Question: How do I setup an IPSEC ESP Tunnel between a Cisco router and FreeBSD

AN Answer:

OK, I have seen a few people ask this question, but I had not found via the 
search engines a sample config on how to setup an IPSEC tunnel between a 
FreeBSD box and Cisco router. We had a customer over the weekend wanting to 
do just this, so I figured I would post the setup here in case anyone else 
wanted to do something like this.



Given the following setup
FreeBSD-------------------<Internet>-------------Cisco
192.168.100.9/24 and 1.1.1.1/30		2.2.2.2/30 and 96.0.0.1/24

i.e. 2 machines connected to the Internet, at distant locations-- FreeBSD 
box has 1.1.1.1/30 as the public address (i.e.

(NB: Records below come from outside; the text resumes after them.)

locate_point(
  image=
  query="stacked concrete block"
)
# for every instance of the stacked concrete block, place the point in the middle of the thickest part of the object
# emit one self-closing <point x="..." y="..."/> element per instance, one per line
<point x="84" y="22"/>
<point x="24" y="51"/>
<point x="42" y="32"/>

NON RFC 1918) and the Cisco, 
2.2.2.2/30.  The goal is to setup a VPN tunnel between the two using an 
IPSEC connection with AH and ESP.  For the setup, I used an old Cisco 4700 
with only DES encryption.  Note, it is recommended that you use something 
stronger like 3des in a production environment.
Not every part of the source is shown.